除《商市街》外,一共有八篇作品记述哈尔滨的生活。这些作品无论是写于哈尔滨的《广告的副手》、《破落之街》、《烦扰的一日》等,还是像《商市街》一样于一九三六年追述当年生活如《索非亚的愁苦》和《初冬》等,其内容、情调及人物的自我定位(低下层的穷苦人),都跟《商市街》很相似。其中最不同的是,这些作品与“三郎”的关系较疏,或记载“我”认识“三郎”前在哈尔滨的流浪生活、或与亲人、朋友的见面情景。或许这也是作者没将这类作品收录在《商市街》的原因。八篇作品中的人物,与《商市街》中所表现的自我迷茫和失落,皆有不谋而合的地方,包括“我”的声音很突出,方便直接呈现自我的内心世界。“我”通常处于低下层的位置,前景未明,无可凭依,老人、乞丐以及相类似的穷人,反复出现(八篇中至少有五篇),有时候还要加上各类残疾人的描写,例如乞丐中的“聋哑人”、“多腿人”等,读之深感作者把人物位置推向社会上的最底层,并把自我投射的悲苦心情推向极致。在《商市街》里,萧红面对中央大街的都市繁华,只能做个站于街外的局外人。在另一篇作品中,萧红同样站在一条不属自己的“破落之街”上,住在这条街上的贫民,“猪猡”,如“污浊的群”,活得毫无尊严。面对低下层人物的悲苦命运,萧红或身处其中,或感到无能为力,作品所表现的,只是失落和孤独,认为完全没有可供凭依的出路,剩下的只有不确定、不可知、听天由命的此刻和未来:“然而让我怎样做呢?他向天跪着,他向天祈祷。……”

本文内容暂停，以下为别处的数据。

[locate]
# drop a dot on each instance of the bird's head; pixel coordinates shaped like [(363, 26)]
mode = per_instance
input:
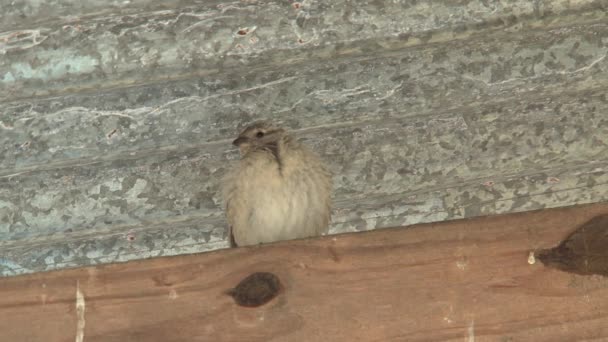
[(258, 135)]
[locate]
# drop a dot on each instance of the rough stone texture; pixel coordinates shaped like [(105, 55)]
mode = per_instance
[(116, 117)]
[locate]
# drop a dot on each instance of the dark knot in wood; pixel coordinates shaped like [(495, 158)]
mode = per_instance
[(584, 252), (256, 289)]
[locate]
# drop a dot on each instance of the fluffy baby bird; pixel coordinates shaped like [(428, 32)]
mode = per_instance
[(279, 190)]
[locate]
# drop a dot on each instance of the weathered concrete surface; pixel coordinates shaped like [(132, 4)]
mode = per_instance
[(116, 118)]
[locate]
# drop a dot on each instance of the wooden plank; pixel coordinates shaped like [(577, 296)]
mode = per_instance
[(469, 279)]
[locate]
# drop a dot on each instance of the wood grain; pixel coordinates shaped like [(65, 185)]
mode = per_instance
[(469, 279)]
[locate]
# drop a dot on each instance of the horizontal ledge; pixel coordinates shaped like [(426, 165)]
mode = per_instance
[(472, 278)]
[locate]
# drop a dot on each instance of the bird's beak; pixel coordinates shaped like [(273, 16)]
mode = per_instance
[(240, 140)]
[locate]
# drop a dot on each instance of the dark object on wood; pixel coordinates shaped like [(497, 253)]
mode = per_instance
[(584, 252), (460, 280), (255, 290)]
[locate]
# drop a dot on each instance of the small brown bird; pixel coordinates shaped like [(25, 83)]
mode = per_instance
[(279, 190)]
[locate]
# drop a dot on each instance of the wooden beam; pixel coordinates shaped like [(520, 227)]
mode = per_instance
[(471, 280)]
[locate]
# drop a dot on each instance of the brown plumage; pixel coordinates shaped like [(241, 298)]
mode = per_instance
[(279, 190)]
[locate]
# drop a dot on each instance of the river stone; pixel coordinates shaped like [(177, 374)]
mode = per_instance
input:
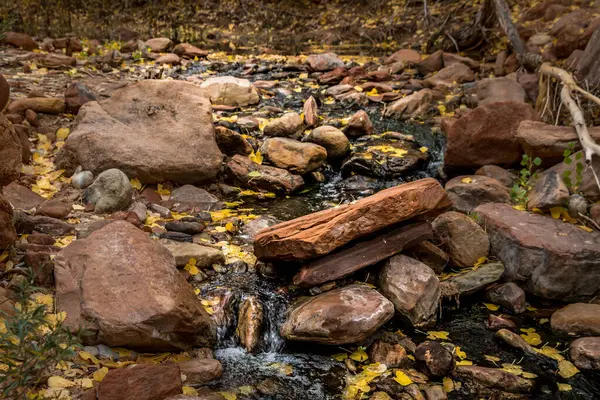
[(139, 382), (153, 130), (579, 318), (10, 152), (289, 125), (412, 286), (250, 320), (472, 280), (585, 353), (346, 315), (549, 191), (468, 192), (111, 191), (123, 288), (485, 135), (182, 252), (332, 139), (8, 235), (230, 91), (556, 260), (263, 177), (293, 155), (322, 232), (461, 237)]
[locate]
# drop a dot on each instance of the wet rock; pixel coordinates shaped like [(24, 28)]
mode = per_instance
[(192, 198), (346, 315), (230, 91), (500, 174), (324, 62), (494, 90), (164, 133), (495, 378), (82, 179), (548, 142), (293, 155), (412, 286), (579, 318), (311, 112), (21, 40), (269, 178), (585, 353), (486, 135), (586, 183), (468, 192), (406, 56), (8, 235), (549, 191), (472, 280), (430, 255), (111, 191), (434, 359), (363, 254), (332, 139), (141, 382), (159, 45), (432, 63), (250, 322), (22, 198), (289, 125), (231, 142), (46, 105), (461, 237), (411, 106), (508, 295), (200, 371), (392, 355), (578, 205), (123, 288), (10, 152), (556, 260), (76, 95), (359, 124), (451, 76), (320, 233), (54, 208), (205, 256), (186, 50)]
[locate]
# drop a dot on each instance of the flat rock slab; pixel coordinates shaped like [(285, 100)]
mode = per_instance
[(345, 262), (322, 232), (556, 260)]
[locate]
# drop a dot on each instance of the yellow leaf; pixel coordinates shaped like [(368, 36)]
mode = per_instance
[(359, 355), (100, 374), (136, 184), (566, 369), (62, 133), (58, 382), (402, 378), (435, 335)]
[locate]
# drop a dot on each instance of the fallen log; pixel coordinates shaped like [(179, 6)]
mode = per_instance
[(347, 261)]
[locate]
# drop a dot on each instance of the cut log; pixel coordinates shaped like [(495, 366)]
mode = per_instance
[(320, 233), (345, 262)]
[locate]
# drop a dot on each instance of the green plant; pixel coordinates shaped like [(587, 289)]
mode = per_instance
[(520, 191), (32, 342), (579, 166)]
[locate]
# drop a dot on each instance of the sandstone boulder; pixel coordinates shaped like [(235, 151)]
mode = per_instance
[(154, 130), (346, 315), (123, 288)]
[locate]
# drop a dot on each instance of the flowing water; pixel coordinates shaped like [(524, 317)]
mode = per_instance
[(298, 371)]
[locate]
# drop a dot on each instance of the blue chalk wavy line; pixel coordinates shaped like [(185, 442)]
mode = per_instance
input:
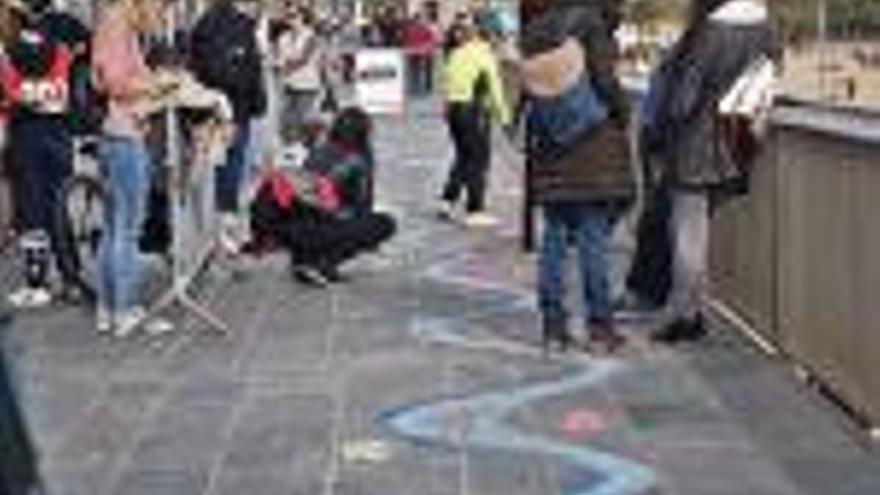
[(488, 428)]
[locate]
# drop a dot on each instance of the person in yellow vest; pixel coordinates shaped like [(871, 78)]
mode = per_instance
[(474, 95)]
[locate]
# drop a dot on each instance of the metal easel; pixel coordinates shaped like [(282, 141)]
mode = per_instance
[(187, 265)]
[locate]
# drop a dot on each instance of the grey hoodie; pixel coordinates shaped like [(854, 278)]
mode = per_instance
[(699, 71)]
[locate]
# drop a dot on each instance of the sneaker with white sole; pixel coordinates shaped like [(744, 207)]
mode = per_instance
[(156, 327), (480, 219), (310, 276), (30, 298), (446, 210)]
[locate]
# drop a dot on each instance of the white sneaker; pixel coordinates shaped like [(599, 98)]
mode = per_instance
[(30, 298), (157, 327), (480, 219), (103, 321), (128, 321), (446, 210)]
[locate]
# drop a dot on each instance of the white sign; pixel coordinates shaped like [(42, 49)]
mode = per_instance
[(380, 81)]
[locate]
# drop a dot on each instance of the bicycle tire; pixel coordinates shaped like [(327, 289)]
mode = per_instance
[(79, 232)]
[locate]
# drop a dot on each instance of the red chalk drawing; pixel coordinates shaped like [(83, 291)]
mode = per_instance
[(584, 423)]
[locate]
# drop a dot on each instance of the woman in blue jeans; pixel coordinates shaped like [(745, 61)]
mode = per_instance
[(583, 188), (122, 74)]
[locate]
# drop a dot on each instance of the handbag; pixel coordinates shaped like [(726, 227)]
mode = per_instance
[(563, 107), (743, 113)]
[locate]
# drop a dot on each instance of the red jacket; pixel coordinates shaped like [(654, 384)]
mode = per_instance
[(48, 95), (419, 39)]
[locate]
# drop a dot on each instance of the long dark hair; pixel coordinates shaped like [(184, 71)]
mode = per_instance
[(611, 10)]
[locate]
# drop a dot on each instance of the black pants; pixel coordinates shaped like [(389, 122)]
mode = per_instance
[(332, 241), (470, 129), (40, 158), (421, 74)]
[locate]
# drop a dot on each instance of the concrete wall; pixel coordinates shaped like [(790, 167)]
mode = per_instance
[(799, 259)]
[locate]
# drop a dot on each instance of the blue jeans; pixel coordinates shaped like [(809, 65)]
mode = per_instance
[(231, 175), (125, 166), (589, 225)]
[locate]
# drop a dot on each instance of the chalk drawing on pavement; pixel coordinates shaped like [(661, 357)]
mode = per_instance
[(487, 414)]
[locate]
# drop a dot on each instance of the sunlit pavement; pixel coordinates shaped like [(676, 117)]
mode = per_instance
[(422, 375)]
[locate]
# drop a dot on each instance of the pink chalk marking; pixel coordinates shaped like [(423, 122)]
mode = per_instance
[(584, 423)]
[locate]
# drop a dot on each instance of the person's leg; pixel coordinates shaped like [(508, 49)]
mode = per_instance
[(128, 175), (353, 236), (412, 75), (230, 175), (56, 159), (105, 286), (457, 122), (551, 277), (301, 104), (26, 152), (595, 225), (690, 235), (480, 153)]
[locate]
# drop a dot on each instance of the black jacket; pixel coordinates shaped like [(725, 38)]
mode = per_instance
[(224, 56), (683, 134)]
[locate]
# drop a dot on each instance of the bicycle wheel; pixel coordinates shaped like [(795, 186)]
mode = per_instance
[(79, 220)]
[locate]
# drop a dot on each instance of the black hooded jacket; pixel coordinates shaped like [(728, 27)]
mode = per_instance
[(224, 56)]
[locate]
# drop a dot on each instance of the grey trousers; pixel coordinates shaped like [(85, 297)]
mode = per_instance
[(298, 106), (690, 236)]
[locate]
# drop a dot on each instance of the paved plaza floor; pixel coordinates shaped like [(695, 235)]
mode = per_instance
[(419, 376)]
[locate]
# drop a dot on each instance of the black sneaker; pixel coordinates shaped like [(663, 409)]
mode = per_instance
[(332, 274), (5, 314), (681, 330), (311, 276)]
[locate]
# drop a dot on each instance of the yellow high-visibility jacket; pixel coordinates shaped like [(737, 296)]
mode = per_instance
[(463, 68)]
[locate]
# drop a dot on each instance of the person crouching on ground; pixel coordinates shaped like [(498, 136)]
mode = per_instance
[(35, 80), (324, 216), (583, 182), (474, 95)]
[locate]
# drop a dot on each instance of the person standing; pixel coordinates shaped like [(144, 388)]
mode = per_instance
[(300, 59), (582, 183), (35, 76), (420, 44), (474, 95), (19, 469), (121, 73), (723, 38), (224, 55)]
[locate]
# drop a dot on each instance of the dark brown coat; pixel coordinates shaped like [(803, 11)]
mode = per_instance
[(599, 167)]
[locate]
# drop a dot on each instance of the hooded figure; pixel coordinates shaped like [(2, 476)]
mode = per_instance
[(583, 189), (682, 138)]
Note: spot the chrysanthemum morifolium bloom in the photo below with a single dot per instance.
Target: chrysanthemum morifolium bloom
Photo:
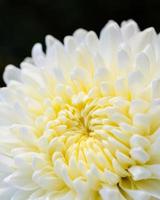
(82, 120)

在“我”与哈尔滨的社会关系上,以《访问》和《索非亚的愁苦》两篇为代表,同样表现了“我”与社会(尤其是“俄化社会”)的隔阂,其中与《商市街》不同的是,人物并非通过如欧罗巴旅馆等象征事物,被动地受到“俄化社会”的排斥和欺压,而是通过与俄国人的接触,直接表达自己对“俄化社会”的观感。在《访问》中,“我”从女房东的谈话里,带出旧俄末落贵族种种自以为是的骄傲。由俄国女房东所象征的文化和态度,“我”显然无法接受。跟对女房东的反感不同,在《索非亚的愁苦》里,“我”对于俄文教师索非亚充满同情,原因是“我”与索非亚都有共同的伤痛——离乡背井的漂泊之苦——在索非亚身上正投射了“我”的乡愁。然而,即使愿意理解、沟通,即使同阶级、同感受,但两种国族之间的文化差异,犹如隔山,“我”始终无法融入其中:“她的母亲说的完全是俄语,那些俄文的街名无论怎样是我所不懂的。”最后,八篇作品中的人物总得不到的安稳、确定的结局,反而无所着落、不知何去何从,其中以《烦扰的一日》、《过夜》和《初冬》,最能表示人物无家可归的失落处境。作品虽然流露出无家可归的迷茫,然而哈尔滨时期的萧红,仍不认为另建幸福家庭就是取得新认同归属的捷径。换言之,作为妻子的女性身份,仍未算是萧红在哈尔滨时期所确认的归属,在《烦扰的一日》里,她甚至认为家庭是女性的包袱和负累。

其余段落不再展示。